Letztes Update am Mi, 09.01.2019 13:25

APAOnlineticker / Tiroler Tageszeitung Onlineausgabe


Vater und Tochter wegen handgreiflichem Streit in Graz vor Gericht



Graz (APA) - Eine handgreifliche Auseinandersetzung innerhalb einer Familie ist am Mittwoch Thema einer Verhandlung im Grazer Straflandesgericht gewesen. Ein Landwirt und seine Tochter sollen beide zwei Jahre lang die Mutter traktiert haben. Die Angeklagten fühlten sich in keiner Weise schuldig, sondern von Mutter und deren Bruder verleumdet. Der Prozess wurde vertagt.

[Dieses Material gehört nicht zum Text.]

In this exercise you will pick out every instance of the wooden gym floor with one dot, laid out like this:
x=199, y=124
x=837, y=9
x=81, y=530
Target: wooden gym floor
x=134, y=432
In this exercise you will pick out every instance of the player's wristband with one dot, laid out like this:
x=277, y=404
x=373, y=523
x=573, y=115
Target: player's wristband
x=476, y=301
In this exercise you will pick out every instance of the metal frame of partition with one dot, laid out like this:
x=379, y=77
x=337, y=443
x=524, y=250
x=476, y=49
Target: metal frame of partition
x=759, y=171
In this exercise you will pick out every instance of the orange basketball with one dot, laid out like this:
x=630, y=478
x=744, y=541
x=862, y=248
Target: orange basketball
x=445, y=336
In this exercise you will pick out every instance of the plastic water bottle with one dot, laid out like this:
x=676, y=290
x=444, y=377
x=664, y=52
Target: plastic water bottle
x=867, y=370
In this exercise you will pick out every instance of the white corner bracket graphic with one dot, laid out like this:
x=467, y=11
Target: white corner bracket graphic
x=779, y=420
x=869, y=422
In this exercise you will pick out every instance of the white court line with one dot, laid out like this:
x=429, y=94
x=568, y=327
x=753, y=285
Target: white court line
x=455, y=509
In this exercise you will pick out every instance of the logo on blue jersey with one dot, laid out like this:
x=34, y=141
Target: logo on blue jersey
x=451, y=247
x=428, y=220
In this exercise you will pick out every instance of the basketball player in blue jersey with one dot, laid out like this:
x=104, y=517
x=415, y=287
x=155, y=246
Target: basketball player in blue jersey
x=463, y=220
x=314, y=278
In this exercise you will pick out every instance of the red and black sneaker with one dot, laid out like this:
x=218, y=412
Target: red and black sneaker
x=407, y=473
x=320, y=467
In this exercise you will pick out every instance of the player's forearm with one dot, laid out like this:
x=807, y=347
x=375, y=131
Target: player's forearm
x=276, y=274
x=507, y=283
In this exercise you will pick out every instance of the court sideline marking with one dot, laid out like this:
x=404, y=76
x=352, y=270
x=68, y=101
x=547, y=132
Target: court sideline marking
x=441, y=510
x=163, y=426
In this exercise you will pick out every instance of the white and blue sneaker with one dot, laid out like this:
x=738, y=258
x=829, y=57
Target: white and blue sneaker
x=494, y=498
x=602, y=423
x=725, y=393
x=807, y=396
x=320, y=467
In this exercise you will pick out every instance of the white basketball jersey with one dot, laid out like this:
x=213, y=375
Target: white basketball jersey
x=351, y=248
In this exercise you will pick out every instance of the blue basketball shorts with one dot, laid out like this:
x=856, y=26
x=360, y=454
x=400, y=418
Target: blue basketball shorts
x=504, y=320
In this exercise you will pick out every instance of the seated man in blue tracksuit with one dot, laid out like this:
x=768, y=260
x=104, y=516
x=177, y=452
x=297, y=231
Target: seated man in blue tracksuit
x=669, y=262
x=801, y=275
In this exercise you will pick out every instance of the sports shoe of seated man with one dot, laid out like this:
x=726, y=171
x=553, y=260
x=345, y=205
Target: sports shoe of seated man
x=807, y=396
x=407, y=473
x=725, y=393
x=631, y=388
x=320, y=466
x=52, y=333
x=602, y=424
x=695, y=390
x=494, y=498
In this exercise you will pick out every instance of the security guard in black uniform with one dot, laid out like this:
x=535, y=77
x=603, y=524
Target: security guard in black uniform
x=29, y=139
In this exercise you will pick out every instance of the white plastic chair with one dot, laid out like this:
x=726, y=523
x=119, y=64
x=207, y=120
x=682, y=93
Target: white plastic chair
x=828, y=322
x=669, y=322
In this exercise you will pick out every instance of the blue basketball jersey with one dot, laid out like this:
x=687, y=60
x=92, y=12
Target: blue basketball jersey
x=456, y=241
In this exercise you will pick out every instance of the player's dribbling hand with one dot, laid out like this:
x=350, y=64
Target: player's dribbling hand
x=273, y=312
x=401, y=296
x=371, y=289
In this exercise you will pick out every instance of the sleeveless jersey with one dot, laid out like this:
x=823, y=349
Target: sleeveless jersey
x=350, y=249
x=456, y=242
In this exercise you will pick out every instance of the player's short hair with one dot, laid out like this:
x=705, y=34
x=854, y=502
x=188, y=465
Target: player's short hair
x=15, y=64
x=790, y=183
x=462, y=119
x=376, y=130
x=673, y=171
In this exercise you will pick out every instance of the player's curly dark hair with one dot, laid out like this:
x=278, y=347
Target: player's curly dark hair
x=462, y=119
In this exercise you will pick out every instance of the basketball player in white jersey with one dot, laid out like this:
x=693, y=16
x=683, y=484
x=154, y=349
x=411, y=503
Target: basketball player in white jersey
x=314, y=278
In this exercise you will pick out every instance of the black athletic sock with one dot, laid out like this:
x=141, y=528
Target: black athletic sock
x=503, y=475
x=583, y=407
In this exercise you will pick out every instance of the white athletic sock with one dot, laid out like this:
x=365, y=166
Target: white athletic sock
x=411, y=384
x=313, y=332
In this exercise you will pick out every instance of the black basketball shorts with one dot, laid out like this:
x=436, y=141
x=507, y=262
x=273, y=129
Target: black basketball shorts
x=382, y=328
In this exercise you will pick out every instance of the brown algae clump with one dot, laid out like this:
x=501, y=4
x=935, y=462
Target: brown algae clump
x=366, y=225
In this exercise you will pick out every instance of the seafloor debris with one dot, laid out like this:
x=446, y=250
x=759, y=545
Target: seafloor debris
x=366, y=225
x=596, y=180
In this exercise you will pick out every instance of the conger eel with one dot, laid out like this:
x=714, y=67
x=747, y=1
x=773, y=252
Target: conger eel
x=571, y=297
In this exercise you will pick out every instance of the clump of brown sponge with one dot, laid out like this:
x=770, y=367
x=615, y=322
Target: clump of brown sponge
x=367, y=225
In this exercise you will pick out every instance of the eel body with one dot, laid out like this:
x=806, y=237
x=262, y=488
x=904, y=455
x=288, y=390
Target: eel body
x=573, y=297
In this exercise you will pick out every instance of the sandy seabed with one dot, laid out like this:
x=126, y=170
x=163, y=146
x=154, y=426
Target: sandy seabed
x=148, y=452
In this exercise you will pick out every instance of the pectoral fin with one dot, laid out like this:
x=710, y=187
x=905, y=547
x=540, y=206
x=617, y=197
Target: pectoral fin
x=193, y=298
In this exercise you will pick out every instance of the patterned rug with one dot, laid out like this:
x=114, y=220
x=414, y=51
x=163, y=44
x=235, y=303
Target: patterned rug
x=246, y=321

Der Angeklagte war nach eigenen Angaben am Prozesstag „total übernächtig, weil in der Nacht ein Kaibl kommen ist“. Er und seine Tochter seien die ganze Nacht auf gewesen, erzählte er Richterin Michaela Lapanje. Zusätzlich hat er Schwierigkeiten mit dem Gehör, was die Befragung ziemlich erschwerte. Die Richterin schrie ihre Fragen schon fast, und der Beschuldigte nickte immer noch bedächtig mit dem Kopf und erzählte seine eigenen Geschichten, die mit den Fragen nichts zu tun hatten.

Staatsanwalt Julius Heidinger hatte anfangs beschrieben, dass der Pensionist und seine 46-jährige Tochter immer wieder auf die Mutter losgegangen waren. Der Mann soll ihr nicht nur Faustschläge ins Gesicht versetzt, sondern sie auch mit einem Schneidbrett geschlagen haben. Der Tochter - Sozialpädagogin mit Doktortitel - wird unter anderem vorgeworfen, die Mutter an der Nase gepackt und so hin -und hergerissen zu haben, dass die Frau Nasenbluten bekam. Auch Drohungen wie „du gehörst weg, ich bring dich in die Nervenklinik“ sollen seitens der 46-Jährigen gefallen sein.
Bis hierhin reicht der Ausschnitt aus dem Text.